For his part, plaintiff states that he stopped taking many of the medications because
he believed they were not working and argues that defendants “must experiment to progress,
but this does not give the doctor a license to use him as a lab rat, only to discover that the
medicine prescribed is ineffective in treating acne” and that “the proper standard of care
should have been to send him to a dermatologist, so he could receive a proper diagnosis . .
. . or at least [receive a ] culture sample in order to find out the most effective oral antibiotic
in treating his cystic acne.” However, plaintiff is not a medical expert and has not provided
any medical testimony to support his claims about the alleged ineffectiveness of the
prescribed medications (particularly given his repeated decisions to stop taking them) or his
proposed standards of care or expert testimony that the defendant doctors’ decisions were
“such a substantial departure from accepted professional judgment, practice, or standards
as to demonstrate the person responsible did not base the decision on such a judgment.”
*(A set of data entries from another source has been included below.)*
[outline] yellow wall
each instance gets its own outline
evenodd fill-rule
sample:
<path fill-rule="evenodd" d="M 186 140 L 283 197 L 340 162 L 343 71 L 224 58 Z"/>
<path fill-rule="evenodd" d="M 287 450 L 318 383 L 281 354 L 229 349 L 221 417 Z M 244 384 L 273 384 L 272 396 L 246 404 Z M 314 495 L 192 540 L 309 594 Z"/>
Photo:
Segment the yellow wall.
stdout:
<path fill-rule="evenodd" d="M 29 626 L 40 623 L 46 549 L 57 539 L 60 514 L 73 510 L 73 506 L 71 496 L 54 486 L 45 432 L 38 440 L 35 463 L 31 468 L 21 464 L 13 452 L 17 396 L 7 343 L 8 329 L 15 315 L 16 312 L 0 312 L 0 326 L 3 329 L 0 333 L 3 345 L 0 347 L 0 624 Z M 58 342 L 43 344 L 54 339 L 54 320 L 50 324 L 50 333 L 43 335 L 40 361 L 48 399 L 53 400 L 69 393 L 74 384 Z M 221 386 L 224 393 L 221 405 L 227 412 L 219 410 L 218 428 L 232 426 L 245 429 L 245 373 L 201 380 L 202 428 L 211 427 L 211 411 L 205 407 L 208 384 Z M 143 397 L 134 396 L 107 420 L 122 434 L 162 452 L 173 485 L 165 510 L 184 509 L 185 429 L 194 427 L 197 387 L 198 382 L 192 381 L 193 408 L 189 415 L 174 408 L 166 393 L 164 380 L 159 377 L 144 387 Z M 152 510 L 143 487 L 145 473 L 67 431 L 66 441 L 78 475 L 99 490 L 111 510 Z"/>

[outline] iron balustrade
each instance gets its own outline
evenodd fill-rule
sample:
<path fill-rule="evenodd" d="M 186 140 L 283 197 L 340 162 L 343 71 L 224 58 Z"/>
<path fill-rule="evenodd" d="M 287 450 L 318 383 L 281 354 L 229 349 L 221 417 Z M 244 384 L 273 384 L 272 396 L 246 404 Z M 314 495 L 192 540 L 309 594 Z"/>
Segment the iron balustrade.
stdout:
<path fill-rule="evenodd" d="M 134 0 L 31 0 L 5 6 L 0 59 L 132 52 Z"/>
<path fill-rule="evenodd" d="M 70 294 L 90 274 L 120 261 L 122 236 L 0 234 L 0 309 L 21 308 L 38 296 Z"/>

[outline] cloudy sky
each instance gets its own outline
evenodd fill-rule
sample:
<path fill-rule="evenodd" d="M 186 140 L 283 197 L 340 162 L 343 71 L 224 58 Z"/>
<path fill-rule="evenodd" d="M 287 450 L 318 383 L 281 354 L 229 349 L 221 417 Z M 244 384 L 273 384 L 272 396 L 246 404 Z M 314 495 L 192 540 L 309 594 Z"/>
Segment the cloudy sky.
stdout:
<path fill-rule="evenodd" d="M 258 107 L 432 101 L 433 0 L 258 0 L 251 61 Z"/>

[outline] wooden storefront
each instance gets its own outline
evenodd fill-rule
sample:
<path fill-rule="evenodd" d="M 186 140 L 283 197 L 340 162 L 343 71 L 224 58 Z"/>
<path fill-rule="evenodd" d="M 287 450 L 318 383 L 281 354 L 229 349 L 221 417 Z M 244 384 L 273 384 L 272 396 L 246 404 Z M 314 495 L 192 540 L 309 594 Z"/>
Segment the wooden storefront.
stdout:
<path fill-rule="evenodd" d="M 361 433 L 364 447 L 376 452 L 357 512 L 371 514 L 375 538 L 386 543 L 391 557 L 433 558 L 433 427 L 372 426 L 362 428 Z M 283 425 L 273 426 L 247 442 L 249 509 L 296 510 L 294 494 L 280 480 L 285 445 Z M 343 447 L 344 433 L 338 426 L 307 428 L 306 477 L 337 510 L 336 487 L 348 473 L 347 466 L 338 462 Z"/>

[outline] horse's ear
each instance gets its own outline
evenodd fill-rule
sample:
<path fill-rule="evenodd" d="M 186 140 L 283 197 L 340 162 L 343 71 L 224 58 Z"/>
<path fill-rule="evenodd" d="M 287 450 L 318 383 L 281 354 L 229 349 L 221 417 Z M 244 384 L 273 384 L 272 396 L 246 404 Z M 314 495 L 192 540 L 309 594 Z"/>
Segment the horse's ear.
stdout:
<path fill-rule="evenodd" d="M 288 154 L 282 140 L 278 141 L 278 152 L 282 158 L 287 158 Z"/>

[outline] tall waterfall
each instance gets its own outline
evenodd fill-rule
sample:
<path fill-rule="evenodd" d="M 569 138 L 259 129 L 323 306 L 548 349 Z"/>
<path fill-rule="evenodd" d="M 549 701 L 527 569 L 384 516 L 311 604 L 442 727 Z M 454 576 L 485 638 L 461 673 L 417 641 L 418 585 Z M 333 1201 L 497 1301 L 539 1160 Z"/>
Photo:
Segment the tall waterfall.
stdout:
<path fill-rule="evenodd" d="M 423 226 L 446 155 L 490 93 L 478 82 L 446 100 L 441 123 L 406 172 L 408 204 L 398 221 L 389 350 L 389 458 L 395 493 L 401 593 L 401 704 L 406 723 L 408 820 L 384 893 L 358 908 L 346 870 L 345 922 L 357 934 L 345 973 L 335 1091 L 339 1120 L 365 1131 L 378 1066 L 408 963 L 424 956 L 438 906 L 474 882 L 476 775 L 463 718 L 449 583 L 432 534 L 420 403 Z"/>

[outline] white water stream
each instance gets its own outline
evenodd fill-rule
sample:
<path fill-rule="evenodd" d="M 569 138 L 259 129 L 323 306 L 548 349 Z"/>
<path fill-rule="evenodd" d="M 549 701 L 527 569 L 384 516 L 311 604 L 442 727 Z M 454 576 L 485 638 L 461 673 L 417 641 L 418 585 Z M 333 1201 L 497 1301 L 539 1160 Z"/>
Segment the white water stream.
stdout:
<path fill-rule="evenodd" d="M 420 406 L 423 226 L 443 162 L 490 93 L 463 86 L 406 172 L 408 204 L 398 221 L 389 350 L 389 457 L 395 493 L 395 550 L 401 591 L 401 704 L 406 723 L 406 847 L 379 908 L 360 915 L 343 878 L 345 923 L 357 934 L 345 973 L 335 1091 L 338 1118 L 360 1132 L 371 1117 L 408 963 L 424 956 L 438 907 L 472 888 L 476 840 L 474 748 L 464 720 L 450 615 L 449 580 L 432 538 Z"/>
Estate of Cole v. Fromm, 94 F.3d 254, 261-62 (7th Cir. 1996). No doubt plaintiff is
frustrated about defendants’ inability to find a medication or other treatment that would end
his cystic acne, but their failure does not mean that they were deliberately indifferent to his
discomfort. Much as he might wish it otherwise, medicine is not an exact science. I
conclude that no reasonable jury hearing the facts presented by the parties could find that
defendants Richard Heidorn, Kenneth Adler and David Burnett acted with deliberate
Moreover, regarding non-physician defendants Health Services Unit Manager
Jeananne Zwiers and Warden Lizzie Tegels, plaintiff concedes that they did not make
medical determinations about his acne or dermatitis and neither of them had authority to
approve a referral to a dermatologist. Plaintiff has shown no reason why they could be held
responsible for the treatment decisions. Accordingly, I will grant defendants’ motion for
MOTION TO AMEND COMPLAINT
Finally, plaintiff has filed a motion to amend the complaint to reduce the amount of
damages he is seeking. Because I am granting defendants’ motion for summary judgment,
I will deny this motion as moot.
IT IS ORDERED that
1. Plaintiff Eric Tolonen’s motion to stay proceedings to conduct further discovery,
dkt. #79, is DENIED.
2. The motion for summary judgment filed by defendants Richard Heidorn, Kenneth
Adler, David Burnett, Jeananne Zwiers and Lizzie Tegels, dkt. #37, is GRANTED.
3. Plaintiff’s motion to amend his complaint to change the amount of damages
requested, dkt. #78, is DENIED as moot.
4. The clerk of court is directed to enter judgment for defendants and close this case.
Entered this 26th day of November, 2013.